2001年お茶の水女子大学博士 (人文科学)。日本学術振興会特別研究員 (PD)、お茶の水女子大学 リーダーシップ養成教育研究センター講師 (研究機関研究員)等に就任。19世紀後半から20世紀前半のフランス音楽を研究テーマとする。

 音楽を通して歴史や文化、
その国らしさが見えてくる。 

音楽を会話のきっかけにすることがあります。「好きなミュージシャンは誰?」「最近、心に響いた曲は?」など。知っているミュージシャンや曲名が返ってくると、一気に相手への親近感が高まるものです。

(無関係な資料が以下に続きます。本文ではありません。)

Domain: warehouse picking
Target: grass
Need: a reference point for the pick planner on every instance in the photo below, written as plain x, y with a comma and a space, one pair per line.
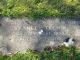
60, 53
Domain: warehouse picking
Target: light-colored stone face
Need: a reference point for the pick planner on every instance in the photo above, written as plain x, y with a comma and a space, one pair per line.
21, 34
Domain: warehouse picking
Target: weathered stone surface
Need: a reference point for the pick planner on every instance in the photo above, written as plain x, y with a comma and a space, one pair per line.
22, 34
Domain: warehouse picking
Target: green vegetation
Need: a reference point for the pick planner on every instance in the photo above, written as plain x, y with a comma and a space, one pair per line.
40, 8
60, 53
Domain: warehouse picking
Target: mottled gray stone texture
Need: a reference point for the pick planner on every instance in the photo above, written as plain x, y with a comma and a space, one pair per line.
22, 34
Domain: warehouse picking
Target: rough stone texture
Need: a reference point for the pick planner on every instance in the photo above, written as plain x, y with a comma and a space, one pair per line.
21, 34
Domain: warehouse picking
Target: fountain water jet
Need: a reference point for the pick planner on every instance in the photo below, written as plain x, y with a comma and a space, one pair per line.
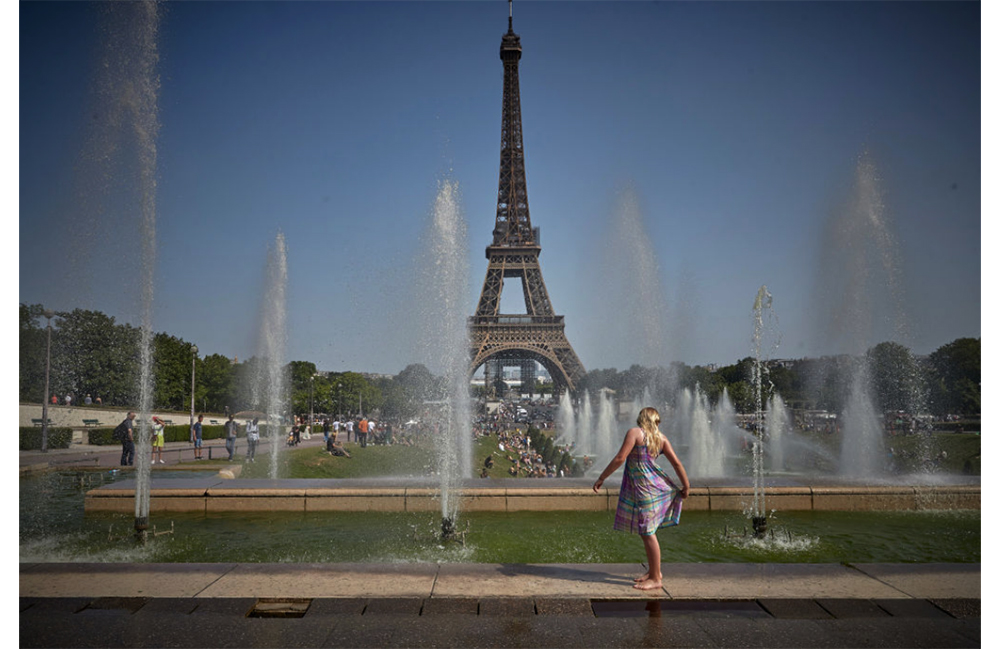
566, 421
862, 303
446, 278
122, 156
762, 310
270, 384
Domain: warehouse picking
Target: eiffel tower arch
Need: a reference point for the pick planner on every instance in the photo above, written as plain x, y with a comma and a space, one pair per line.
537, 335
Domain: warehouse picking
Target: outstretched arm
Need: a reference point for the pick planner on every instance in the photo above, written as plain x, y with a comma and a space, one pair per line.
619, 459
668, 452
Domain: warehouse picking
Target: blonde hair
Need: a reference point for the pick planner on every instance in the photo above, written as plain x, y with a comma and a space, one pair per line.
649, 421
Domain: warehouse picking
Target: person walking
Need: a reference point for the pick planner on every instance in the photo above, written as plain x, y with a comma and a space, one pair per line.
124, 433
231, 437
253, 437
363, 432
648, 498
157, 440
196, 437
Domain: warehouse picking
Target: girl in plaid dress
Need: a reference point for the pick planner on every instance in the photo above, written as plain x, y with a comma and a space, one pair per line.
648, 498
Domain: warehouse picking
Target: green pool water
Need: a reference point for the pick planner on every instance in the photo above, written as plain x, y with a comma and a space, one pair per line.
54, 528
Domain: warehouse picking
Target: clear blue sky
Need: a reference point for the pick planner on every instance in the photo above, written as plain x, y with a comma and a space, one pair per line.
734, 128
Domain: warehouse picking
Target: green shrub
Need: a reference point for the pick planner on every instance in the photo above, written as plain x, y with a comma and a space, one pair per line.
30, 438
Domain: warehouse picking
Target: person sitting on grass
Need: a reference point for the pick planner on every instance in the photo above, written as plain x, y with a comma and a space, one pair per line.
335, 449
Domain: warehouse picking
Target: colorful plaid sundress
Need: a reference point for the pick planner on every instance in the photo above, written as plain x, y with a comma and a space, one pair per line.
648, 499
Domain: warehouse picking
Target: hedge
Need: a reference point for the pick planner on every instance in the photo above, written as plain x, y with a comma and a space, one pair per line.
181, 433
30, 438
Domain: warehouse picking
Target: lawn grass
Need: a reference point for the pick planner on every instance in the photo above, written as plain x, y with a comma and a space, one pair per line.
374, 461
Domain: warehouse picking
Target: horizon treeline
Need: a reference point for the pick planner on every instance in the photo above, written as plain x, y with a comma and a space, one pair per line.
92, 354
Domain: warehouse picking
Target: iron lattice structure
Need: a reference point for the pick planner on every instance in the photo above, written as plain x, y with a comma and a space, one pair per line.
500, 340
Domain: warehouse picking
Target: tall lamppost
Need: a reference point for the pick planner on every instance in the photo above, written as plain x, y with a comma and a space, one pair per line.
312, 381
194, 356
49, 314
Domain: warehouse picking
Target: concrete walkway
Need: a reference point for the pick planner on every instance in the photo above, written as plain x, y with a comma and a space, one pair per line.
490, 605
484, 605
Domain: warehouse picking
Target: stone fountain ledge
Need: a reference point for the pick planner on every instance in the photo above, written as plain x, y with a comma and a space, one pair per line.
211, 495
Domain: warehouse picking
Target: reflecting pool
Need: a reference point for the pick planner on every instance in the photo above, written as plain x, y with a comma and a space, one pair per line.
53, 528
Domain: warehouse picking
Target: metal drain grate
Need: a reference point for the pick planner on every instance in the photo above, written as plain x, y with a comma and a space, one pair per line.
280, 608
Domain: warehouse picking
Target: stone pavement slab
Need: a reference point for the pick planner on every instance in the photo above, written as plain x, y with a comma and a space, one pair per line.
119, 579
770, 580
928, 580
550, 580
325, 580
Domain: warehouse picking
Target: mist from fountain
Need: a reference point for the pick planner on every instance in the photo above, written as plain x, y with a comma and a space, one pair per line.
584, 418
862, 304
605, 428
269, 388
566, 422
119, 163
778, 427
446, 279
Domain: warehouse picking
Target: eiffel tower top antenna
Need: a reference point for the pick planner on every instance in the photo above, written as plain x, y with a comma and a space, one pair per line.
536, 334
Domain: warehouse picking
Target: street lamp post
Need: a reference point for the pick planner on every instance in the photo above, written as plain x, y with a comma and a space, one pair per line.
49, 314
194, 356
312, 382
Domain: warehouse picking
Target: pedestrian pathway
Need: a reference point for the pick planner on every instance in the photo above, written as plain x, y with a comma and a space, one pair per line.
498, 605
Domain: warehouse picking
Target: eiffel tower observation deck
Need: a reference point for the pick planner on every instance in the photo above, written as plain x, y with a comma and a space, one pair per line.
536, 334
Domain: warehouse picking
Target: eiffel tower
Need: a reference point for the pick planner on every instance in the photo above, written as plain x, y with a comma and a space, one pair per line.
517, 340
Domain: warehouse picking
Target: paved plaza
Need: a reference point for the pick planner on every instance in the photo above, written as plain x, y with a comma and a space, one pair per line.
487, 605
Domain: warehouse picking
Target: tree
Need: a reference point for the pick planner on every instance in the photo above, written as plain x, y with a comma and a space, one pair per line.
172, 367
956, 376
93, 355
300, 375
31, 359
215, 384
895, 377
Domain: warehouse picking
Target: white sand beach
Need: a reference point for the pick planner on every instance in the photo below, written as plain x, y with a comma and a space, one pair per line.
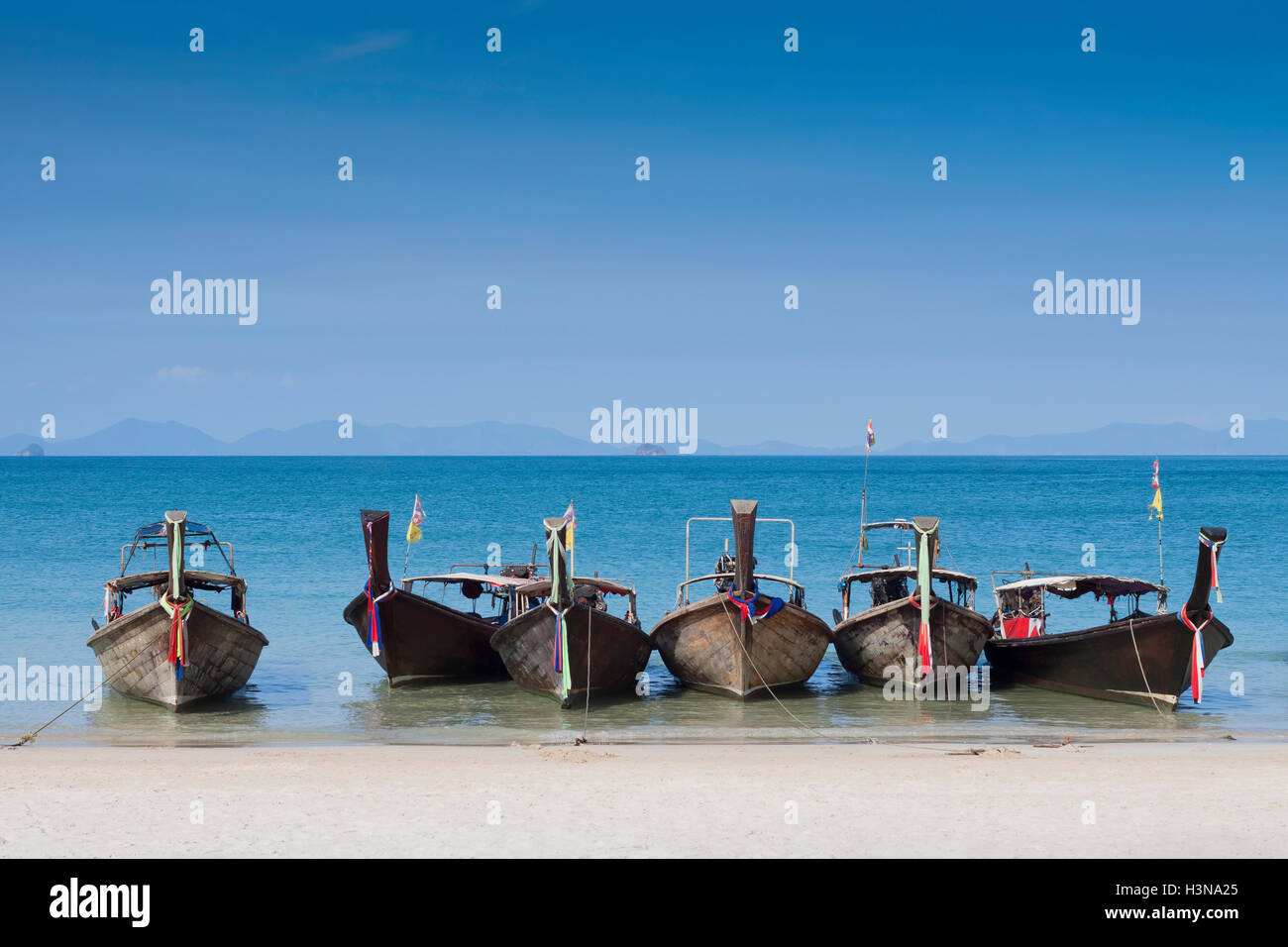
1207, 799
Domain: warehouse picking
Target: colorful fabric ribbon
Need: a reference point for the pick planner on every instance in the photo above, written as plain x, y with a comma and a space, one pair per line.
925, 655
748, 607
374, 620
1198, 667
559, 638
178, 651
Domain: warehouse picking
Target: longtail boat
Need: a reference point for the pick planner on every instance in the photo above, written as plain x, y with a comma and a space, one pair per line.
415, 638
570, 646
739, 642
1138, 659
175, 650
906, 635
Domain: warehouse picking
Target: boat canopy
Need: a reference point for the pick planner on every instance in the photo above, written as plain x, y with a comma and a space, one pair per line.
1077, 586
193, 579
890, 525
158, 531
541, 586
910, 573
458, 578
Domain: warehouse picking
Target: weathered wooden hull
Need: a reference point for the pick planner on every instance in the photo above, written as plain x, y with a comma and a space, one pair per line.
424, 641
617, 652
708, 646
1104, 663
222, 655
885, 637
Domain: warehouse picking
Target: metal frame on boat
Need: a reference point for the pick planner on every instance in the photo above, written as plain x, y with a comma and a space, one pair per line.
1140, 659
570, 646
906, 635
415, 638
176, 650
741, 642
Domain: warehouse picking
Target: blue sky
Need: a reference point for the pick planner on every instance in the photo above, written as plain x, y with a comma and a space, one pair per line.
768, 167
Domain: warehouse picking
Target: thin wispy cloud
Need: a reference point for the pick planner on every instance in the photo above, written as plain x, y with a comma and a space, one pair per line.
181, 373
366, 44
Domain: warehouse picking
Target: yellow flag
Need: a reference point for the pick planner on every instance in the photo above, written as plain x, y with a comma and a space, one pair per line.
417, 517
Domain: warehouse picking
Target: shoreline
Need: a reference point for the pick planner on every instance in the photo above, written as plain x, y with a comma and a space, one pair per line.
652, 736
934, 799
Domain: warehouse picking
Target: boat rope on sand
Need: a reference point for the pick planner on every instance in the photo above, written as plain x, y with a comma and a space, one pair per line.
1141, 665
31, 737
585, 719
737, 637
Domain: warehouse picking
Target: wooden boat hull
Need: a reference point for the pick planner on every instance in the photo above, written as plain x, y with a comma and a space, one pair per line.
425, 641
222, 655
709, 647
885, 637
1104, 663
617, 652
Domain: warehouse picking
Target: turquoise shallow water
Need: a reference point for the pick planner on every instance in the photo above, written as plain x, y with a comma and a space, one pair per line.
294, 526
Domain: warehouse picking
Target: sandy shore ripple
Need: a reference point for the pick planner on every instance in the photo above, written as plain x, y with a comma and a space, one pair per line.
1119, 799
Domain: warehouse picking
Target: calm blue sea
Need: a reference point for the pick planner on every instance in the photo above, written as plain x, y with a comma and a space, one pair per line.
294, 527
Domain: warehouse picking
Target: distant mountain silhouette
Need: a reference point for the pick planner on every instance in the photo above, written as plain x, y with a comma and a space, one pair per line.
134, 437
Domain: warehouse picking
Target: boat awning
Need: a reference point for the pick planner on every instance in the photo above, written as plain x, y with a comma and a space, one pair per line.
542, 586
156, 530
1077, 586
194, 579
481, 578
910, 573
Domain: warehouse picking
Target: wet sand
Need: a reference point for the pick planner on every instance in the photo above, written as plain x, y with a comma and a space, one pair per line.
1214, 799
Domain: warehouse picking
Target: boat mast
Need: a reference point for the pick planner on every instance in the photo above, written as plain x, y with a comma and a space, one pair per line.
745, 541
174, 530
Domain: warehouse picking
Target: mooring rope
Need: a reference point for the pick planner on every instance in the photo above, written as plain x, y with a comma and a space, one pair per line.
585, 719
737, 635
30, 737
1141, 665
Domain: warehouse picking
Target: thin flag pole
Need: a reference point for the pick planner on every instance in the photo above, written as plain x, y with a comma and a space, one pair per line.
1160, 551
863, 505
863, 502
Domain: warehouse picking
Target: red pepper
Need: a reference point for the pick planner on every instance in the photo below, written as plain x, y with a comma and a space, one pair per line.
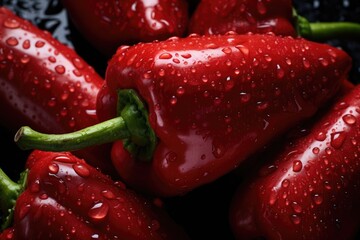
65, 198
242, 16
212, 101
312, 191
277, 16
45, 84
111, 23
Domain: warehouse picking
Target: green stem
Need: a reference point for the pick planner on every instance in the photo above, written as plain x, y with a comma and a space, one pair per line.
334, 30
322, 31
132, 126
104, 132
9, 192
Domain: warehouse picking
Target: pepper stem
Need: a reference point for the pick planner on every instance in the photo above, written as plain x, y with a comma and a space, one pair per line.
322, 31
9, 192
27, 138
131, 126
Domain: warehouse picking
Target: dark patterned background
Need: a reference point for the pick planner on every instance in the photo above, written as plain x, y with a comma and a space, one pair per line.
203, 212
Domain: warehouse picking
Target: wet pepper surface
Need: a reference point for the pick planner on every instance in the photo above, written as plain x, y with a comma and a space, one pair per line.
51, 16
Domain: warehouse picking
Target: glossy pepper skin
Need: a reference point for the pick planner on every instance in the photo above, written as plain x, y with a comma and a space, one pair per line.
111, 23
243, 16
276, 16
313, 190
215, 100
45, 84
65, 198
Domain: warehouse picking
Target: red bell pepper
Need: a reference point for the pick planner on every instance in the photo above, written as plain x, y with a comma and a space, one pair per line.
107, 24
204, 104
65, 198
277, 16
46, 85
310, 189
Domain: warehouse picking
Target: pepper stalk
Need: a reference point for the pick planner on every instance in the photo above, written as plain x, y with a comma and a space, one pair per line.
322, 31
9, 192
131, 125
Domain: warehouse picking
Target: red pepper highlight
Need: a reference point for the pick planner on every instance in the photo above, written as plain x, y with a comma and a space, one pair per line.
109, 24
312, 191
46, 85
211, 102
65, 198
276, 16
243, 16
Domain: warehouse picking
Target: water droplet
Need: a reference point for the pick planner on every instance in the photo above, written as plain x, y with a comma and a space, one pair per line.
324, 62
108, 194
52, 102
81, 170
60, 69
316, 150
78, 63
262, 105
186, 55
349, 119
26, 44
99, 211
245, 97
161, 72
228, 62
244, 50
25, 59
273, 197
229, 84
337, 139
53, 168
180, 90
204, 79
165, 56
211, 46
35, 186
63, 159
261, 7
227, 50
155, 225
285, 183
327, 185
295, 219
11, 23
297, 166
317, 199
321, 136
306, 63
39, 44
296, 207
279, 72
147, 75
217, 150
24, 210
173, 100
43, 196
12, 41
288, 61
171, 157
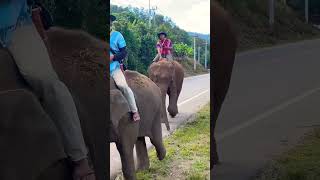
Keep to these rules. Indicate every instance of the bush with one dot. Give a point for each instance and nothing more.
(182, 50)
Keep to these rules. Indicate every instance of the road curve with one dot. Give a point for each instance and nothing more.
(274, 99)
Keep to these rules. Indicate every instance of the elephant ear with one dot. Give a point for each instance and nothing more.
(118, 107)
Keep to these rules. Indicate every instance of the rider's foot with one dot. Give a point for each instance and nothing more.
(136, 116)
(82, 170)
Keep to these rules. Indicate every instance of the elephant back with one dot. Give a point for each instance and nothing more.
(27, 133)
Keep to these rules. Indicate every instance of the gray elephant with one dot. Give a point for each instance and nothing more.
(168, 75)
(125, 132)
(74, 55)
(79, 62)
(224, 50)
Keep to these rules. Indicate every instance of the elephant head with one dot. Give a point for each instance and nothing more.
(164, 74)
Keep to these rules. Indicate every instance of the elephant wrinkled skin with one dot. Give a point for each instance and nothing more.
(80, 63)
(168, 75)
(74, 55)
(126, 132)
(223, 56)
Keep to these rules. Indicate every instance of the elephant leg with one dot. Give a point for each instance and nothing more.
(126, 154)
(157, 141)
(173, 100)
(142, 154)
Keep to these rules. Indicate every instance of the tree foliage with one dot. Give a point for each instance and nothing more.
(141, 37)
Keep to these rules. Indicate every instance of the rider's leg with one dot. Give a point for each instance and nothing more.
(32, 59)
(169, 57)
(121, 82)
(156, 59)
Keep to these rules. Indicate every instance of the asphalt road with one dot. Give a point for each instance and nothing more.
(273, 101)
(194, 95)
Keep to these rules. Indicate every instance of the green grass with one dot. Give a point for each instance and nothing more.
(188, 152)
(300, 163)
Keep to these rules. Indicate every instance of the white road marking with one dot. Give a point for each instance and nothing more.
(190, 99)
(262, 116)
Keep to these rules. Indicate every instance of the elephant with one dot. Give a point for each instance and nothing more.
(168, 75)
(80, 63)
(29, 132)
(224, 49)
(149, 102)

それが相手の好みや人柄がを知るのに役立つこともあります。また、気心の知れた仲間内で「あの頃にはよく、こんな音楽を聴いていたね」といった話題で盛り上がることもあります。音楽を通して、文化的背景や時代性が見えてくることがあるのです。では、日本でも人気の印象派の作品の数々が描かれていた19世紀後半のフランスでは、どんな音楽が流れていたのでしょうか。

フランスの歴史に音楽からアプローチ。

私の研究テーマは、19世紀後半から20世紀前半のフランスの音楽社会史です。その時代のフランスがどのような状況にあり、どのような音楽が人々の間で営まれていたのか、文化史的なアプローチをしています。
高校時代にクラシック音楽界で「フランス音楽」と呼ばれるものを聴いて共感を覚えたことが、研究の基点となっています。特に19世紀後半から20世紀前半のフランスではドビュッシーやラヴェルといった作曲家が活躍し、次いで「フランス六人組」と呼ばれる作曲家集団が登場しました。私は当初、フランス六人組のひとり、フランシス・プーランクという作曲家をテーマに選び、研究を始めました。

「今」を大切にするという伝統のスタイル。

個人的な興味から研究していくうちに、フランス音楽文化の複雑さに気づかされました。それは往々にして、政治的な要素や、人々の感覚的、文化的な要素を含め、社会のなかで意識的または無意識的に形成されたものである、と。そして自分は音楽そのものよりむしろそちらに興味があると気づき、現在の研究テーマに至っています。今は特に、文化交流という視点から研究領域を広げています。
現在の日本では一般に自国の文化を考えるとき、「伝統を重んじる」というか、「過去」の保存をベースにしています。これに対して20世紀前半のフランスでは、過去の遺産を大事にするのと同じように、「今」を生きる音楽家を大切にすることで新たな文化的発展を望む考え方が強いのです。それが現代のフランス音楽の伝統となっているように思います。

研究を通して自らの立ち位置を見つける。

ゼミでは特に歴史にこだわらず、研究テーマは各自に任せています。歴史に興味をもつゼミ生もいれば、出版ほか音楽ビジネスに関心を示す学生もいます。このためゼミでの発表内容はさまざまですが、自分の関心外のことにも興味をもち、互いに意見を出し合うようにしています。こうした研究と発表の繰り返しのなかで、視野を広げていくことができます。 歴史とはある意味、つくられた物語です。そうした批判的精神をもって研究に臨み、そのなかで、自分とはどのような人間であり、社会とどのように関わっていけるのかを見つけていくことが重要です。音楽を通じて社会での立ち位置を見つけられるよう、学生一人ひとりを応援します。